[Python-ideas] Pre-PEP 2nd draft: adding a statistics module to Python

Thu Aug 8 17:48:12 CEST 2013

On 8 August 2013 15:28, Steven D'Aprano <steve at pearwood.info> wrote:
> Attached is the second draft of the pre-PEP for adding a statistics module
> to Python. A brief summary of the most important changes:

It all looks good to me.

About this part in the PEP though:
'''
Open and Deferred Issues

    - At this stage, I am unsure of the best API for multivariate statistical
      functions such as linear regression, correlation coefficient, and
      covariance. Possible APIs include:

        * Separate arguments for x and y data:
          function([x0, x1, ...], [y0, y1, ...])

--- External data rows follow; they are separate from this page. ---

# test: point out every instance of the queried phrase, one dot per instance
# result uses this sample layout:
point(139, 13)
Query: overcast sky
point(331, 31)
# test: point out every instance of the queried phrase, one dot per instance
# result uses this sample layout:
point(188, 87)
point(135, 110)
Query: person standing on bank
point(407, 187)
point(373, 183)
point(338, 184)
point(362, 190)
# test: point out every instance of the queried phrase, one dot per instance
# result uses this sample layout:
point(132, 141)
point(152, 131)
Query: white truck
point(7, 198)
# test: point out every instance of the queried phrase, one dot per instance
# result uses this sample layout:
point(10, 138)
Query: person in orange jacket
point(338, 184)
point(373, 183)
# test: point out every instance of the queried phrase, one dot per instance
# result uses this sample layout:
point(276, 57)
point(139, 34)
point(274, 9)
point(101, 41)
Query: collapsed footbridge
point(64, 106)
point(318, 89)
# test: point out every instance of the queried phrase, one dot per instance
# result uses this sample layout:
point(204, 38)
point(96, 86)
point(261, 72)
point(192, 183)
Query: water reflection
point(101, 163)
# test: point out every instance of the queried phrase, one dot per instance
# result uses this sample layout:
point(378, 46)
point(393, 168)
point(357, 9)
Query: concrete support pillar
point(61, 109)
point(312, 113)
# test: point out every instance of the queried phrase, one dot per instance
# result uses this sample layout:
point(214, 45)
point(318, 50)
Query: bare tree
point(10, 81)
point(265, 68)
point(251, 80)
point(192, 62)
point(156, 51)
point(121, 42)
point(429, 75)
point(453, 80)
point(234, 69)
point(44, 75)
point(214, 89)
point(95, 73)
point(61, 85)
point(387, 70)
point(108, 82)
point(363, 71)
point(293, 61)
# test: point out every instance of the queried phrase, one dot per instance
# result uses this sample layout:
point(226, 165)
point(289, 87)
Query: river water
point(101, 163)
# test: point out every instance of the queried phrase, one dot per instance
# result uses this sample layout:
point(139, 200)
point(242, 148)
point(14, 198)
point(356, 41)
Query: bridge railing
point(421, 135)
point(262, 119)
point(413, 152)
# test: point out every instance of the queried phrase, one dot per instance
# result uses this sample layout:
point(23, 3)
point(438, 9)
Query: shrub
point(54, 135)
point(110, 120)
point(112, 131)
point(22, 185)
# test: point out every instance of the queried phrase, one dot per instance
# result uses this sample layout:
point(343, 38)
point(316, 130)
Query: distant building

        * A single argument for (x, y) data:
          function([(x0, y0), (x1, y1), ...])

        * Selecting arbitrary columns from a 2D array:
          function([[a0, x0, y0, z0], [a1, x1, y1, z1], ...], x=1, y=2)

        * Some combination of the above.

      In the absence of a consensus of preferred API for multivariate stats,
      I will defer including such multivariate functions until Python 3.5.
'''

I don't think there's been any discussion about this so there's no
lack of consensus. Or would you just prefer to defer it for now?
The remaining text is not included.